Bourbon Trail Distillery Tour Review: Wild Turkey

The second distillery we visited was the Wild Turkey distillery. I wasn’t expecting much from this one to be sure. I’d read a few things that had made me almost decide to skip it altogether. That would have been a mistake. This was a good tour. 

It is a fairly short drive from Versailes to Lawrenceburg. Warm sun makes for a cheerful drive. The drive ends just after the bridge over the Kentucky River gorge. On the other side was a big sign welcoming us to Wild Turkey. Turn the corner, make a left and you’re there. 

The gift shop is a small house. Brown painted trim and a rocking turkey greet you at the front door. That’s right, a rocking turkey. The gift shop is comfortably run down. Not like they don’t care,  it looked like it was intentionally so. The staff is dressed comfortably in t-shirts, work shirts and one had a pull over windbreaker. Not going to feel under dressed at this one. I’m immediately very comfortable. 

The next tour was about to start so I get my name on the list and look around for a bit. I see some bottles where you can get personalized labels. I make a note to pick one up later. 

The tour starts with a bus ride to the newly opened new distillery. On the way the tour guide apologizes for not having the landscaping finished yet. But says that they wanted to make sure we got to see the inside anyway. We are shown the grain receiving area and the silos where it is held until needed. This was certainly a bigger operation than Woodford Reserve. 

We went inside, went up the stairs and watched a movie starring Jimmy and Eddie Russell, the Master distiller and his assistant/son.

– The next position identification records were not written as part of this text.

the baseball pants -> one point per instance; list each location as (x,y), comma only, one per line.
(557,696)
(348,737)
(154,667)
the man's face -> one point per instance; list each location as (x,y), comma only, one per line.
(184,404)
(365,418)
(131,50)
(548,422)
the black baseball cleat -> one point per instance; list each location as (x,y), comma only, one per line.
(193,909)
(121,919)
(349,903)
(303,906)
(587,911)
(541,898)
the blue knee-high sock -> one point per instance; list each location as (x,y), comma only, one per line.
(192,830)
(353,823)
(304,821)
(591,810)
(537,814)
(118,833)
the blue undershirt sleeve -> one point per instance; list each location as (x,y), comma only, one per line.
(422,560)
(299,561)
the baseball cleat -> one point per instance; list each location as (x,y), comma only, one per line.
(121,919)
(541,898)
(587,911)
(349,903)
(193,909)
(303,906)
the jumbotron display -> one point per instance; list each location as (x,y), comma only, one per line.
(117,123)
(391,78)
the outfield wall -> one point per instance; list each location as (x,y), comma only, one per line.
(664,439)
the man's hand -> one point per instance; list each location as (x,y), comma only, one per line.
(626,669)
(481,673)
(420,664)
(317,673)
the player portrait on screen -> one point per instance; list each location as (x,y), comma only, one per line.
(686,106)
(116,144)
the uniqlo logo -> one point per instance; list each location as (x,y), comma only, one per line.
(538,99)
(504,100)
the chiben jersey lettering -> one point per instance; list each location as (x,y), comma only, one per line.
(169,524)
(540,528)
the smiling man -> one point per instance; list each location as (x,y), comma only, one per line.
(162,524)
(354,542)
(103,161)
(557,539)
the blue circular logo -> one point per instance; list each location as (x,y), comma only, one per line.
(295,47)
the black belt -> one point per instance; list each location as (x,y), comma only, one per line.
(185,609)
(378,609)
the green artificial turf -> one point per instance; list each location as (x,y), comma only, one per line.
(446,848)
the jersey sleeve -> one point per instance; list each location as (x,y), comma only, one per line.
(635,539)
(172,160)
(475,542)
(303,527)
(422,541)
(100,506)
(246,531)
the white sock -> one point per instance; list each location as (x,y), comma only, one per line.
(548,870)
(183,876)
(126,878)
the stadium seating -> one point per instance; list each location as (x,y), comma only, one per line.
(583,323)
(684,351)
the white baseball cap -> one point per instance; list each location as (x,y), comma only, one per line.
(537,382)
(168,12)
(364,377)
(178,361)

After the movie we turn and look through the windows along the right side of the movie room and are shown the yeast cooker and the mash cooker through the windows. 

After that we leave the movie room and are shown to the fermenting room. Wild Turkey had the strangest looking fermenting product. It looked like brains on top and was the only distillery that had that pattern occurring. There were at least 20 30,000 gallon fermentation tanks (i have a photo of number 20, but there may have been more). The fermentation room smelled great. I love the smell of the fermentation rooms in these places. 

Through another window we are shown a control room where two employees can run the entire plant. Big plant for only two employees. That’s a lot of automation. 

The next part of the tour is the still. You can see and get a brief explanation of how the column still works (once again through glass). While we were looking through the windows, Master Distiller Jimmy Russell stops over and thanks us all for taking the tour. I don’t know if the does that for all the tours, but it was a nice touch. He seemed like a very nice guy.

Next we go back down stairs and across the parking lot to the barreling center. This is a pretty cool assembly line looking place (no assembly, it just looked like there should have been) where empty barrels come in off of one truck work their way through a series of conveyors and end up at the filling station. After that they go back out the door and into another truck which will take them to an aging warehouse. 

Speaking of which that’s where we went next. We took another short bus ride down to the old distillery where there are still a lot of barrels aging. We got a very quick tour of the grounds and entered the rick house. Once again you are hit with the excellent smell of old oak and alcohol. Angel’s Share smells awesome. After a short discussion about how long things are aged it is back to the gift shop for a tasting. 

We get to choose two of six different whiskeys. There are four bourbons, a rye and a bourbon honey liqueur. I got the Russell’s Reserve Rye and the Kentucky Spirit. The wife had the American Honey. We both liked our choices. She liked hers a lot.

After the tasting I bought my bottle of Rare Breed with a personalized label and headed over to the next distillery on the list. 

I liked this tour. The new distillery grounds will be very pretty once the landscaping is done. It was the only tour where we saw barreling actually occurring. The tour guide was very informative, even if he did seem a bit bored by the information itself. Overall, it would have been a mistake to miss this one.